When times are tough and markets shrink, new international joint ventures sprout up everywhere. They’re a fast and inexpensive way to expand commercial reach. JVs formed out of economic necessity often bring together companies that in good times are competitors. So their concerns about the arrangements usually focus on competitive risks, such as exposing their proprietary plans, customers lists, intellectual property and key personnel to potential poachers.
But another joint venture-related risk is compliance with the Foreign Corrupt Practices Act. Companies new to joint venturing may not understand how easily their overseas partners’ illegal practices can be imputed to them. More ominously, companies facing financial flak might take intentional risks for the sake of survival. The law, they convince themselves, doesn’t really mean what it says. Joint venture partners, after all, are beyond their control and therefore beyond their legal responsibility. That’s not true, of course. But when backed into a financial corner, priorities can shift — with tragic results.
Compliance is never easy, and in bad times it’s harder than ever. Potential partners, for example, may be evaluated only for their effectiveness, without regard to their reliability. So what’s needed to police joint ventures? The steps below are minimum requirements for an effective compliance program — in good times and bad:
Due Diligence. Take all necessary and prudent precautions through well-documented due diligence to ensure that business relationships are formed only with reputable and qualified joint venture partners.
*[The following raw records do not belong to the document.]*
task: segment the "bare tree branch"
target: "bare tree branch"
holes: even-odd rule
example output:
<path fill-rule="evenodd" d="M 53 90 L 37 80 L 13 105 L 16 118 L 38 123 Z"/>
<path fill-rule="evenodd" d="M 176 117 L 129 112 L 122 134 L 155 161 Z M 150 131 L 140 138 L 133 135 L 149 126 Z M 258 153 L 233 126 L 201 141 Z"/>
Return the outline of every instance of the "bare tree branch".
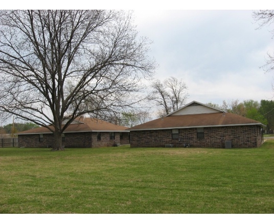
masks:
<path fill-rule="evenodd" d="M 60 149 L 76 118 L 139 101 L 133 93 L 155 68 L 150 44 L 138 38 L 131 12 L 1 11 L 0 111 L 52 124 Z"/>

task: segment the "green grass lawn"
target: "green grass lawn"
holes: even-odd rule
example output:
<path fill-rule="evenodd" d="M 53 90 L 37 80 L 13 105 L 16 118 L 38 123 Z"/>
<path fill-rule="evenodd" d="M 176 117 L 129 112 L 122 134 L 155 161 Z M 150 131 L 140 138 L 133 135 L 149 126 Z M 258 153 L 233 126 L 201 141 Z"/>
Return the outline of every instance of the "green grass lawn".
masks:
<path fill-rule="evenodd" d="M 259 148 L 0 148 L 1 213 L 273 213 Z"/>

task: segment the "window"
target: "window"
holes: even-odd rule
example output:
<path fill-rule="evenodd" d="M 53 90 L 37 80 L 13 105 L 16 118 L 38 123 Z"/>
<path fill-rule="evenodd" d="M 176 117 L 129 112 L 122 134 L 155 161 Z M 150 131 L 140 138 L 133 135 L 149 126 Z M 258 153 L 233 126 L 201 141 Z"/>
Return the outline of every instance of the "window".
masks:
<path fill-rule="evenodd" d="M 44 138 L 43 137 L 43 134 L 39 134 L 39 142 L 40 143 L 42 143 L 44 141 Z"/>
<path fill-rule="evenodd" d="M 109 132 L 109 140 L 115 139 L 115 134 L 114 132 Z"/>
<path fill-rule="evenodd" d="M 197 128 L 197 138 L 203 138 L 204 137 L 204 132 L 203 131 L 203 128 Z"/>
<path fill-rule="evenodd" d="M 97 141 L 101 141 L 101 132 L 97 132 Z"/>
<path fill-rule="evenodd" d="M 179 138 L 179 129 L 171 130 L 172 139 L 177 139 Z"/>

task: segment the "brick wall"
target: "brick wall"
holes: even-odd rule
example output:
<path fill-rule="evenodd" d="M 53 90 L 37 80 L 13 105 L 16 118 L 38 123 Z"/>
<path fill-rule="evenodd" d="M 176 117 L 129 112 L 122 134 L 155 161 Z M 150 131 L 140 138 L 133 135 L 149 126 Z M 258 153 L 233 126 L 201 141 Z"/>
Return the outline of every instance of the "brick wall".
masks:
<path fill-rule="evenodd" d="M 129 132 L 122 132 L 123 138 L 120 139 L 121 145 L 129 144 Z"/>
<path fill-rule="evenodd" d="M 179 130 L 179 137 L 172 139 L 171 130 L 131 131 L 131 147 L 164 147 L 173 144 L 182 147 L 225 148 L 225 142 L 231 141 L 233 148 L 258 147 L 262 144 L 260 128 L 256 125 L 204 128 L 204 137 L 198 138 L 196 128 Z"/>
<path fill-rule="evenodd" d="M 128 133 L 123 133 L 120 143 L 120 132 L 115 132 L 115 139 L 109 139 L 109 132 L 101 132 L 101 140 L 97 140 L 97 132 L 65 133 L 62 145 L 65 148 L 97 148 L 113 146 L 115 143 L 128 144 Z M 39 134 L 19 135 L 18 147 L 28 148 L 52 147 L 53 134 L 43 134 L 43 142 L 39 142 Z"/>

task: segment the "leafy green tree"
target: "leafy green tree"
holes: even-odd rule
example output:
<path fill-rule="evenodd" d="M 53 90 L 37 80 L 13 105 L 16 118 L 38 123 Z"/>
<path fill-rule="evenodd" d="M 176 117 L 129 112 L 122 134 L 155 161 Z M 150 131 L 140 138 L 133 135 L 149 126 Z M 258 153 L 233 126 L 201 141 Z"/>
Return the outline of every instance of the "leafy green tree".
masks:
<path fill-rule="evenodd" d="M 274 129 L 274 101 L 273 100 L 261 100 L 261 107 L 259 111 L 261 116 L 267 121 L 267 129 Z"/>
Board or Management Reviews. Examine the suitability of all prospective joint venture partners for purposes of compliance with the Foreign Corrupt Practices Act. Review the adequacy of due diligence performed in connection with the selection of overseas partners, as well as the joint venture’s selection of agents, subcontractors and consultants for business development outside the United States. Reviewers should not be subordinate to the most senior officer of the Company’s department or unit responsible for the relevant transaction.
Compliance Obligations in the Joint Venture Documents. Include in all joint venture agreements representations and undertakings by the joint venture partners, with periodic re-certifications, that no payments of money or anything of value have been or will be offered, promised or paid, directly or indirectly, to any foreign officials, political parties, party officials, or candidates for public or political party office, to influence the acts of such officials, political parties, party officials, or candidates in their official capacity, to induce them to use their influence with a government or an instrumentality thereof to obtain or retain business or gain an improper advantage in connection with any business venture or contract in which the Company is a participant
Audits and Approvals. Retain audit rights over the joint venture. Agree with all partners that the joint venture will not hire an agent, subcontractor or consultant without the Company’s prior written consent (to be based on adequate due diligence).
Right to Terminate. Make sure all joint venture documents allow for immediate and unfettered termination for any breach of compliance-related obligations.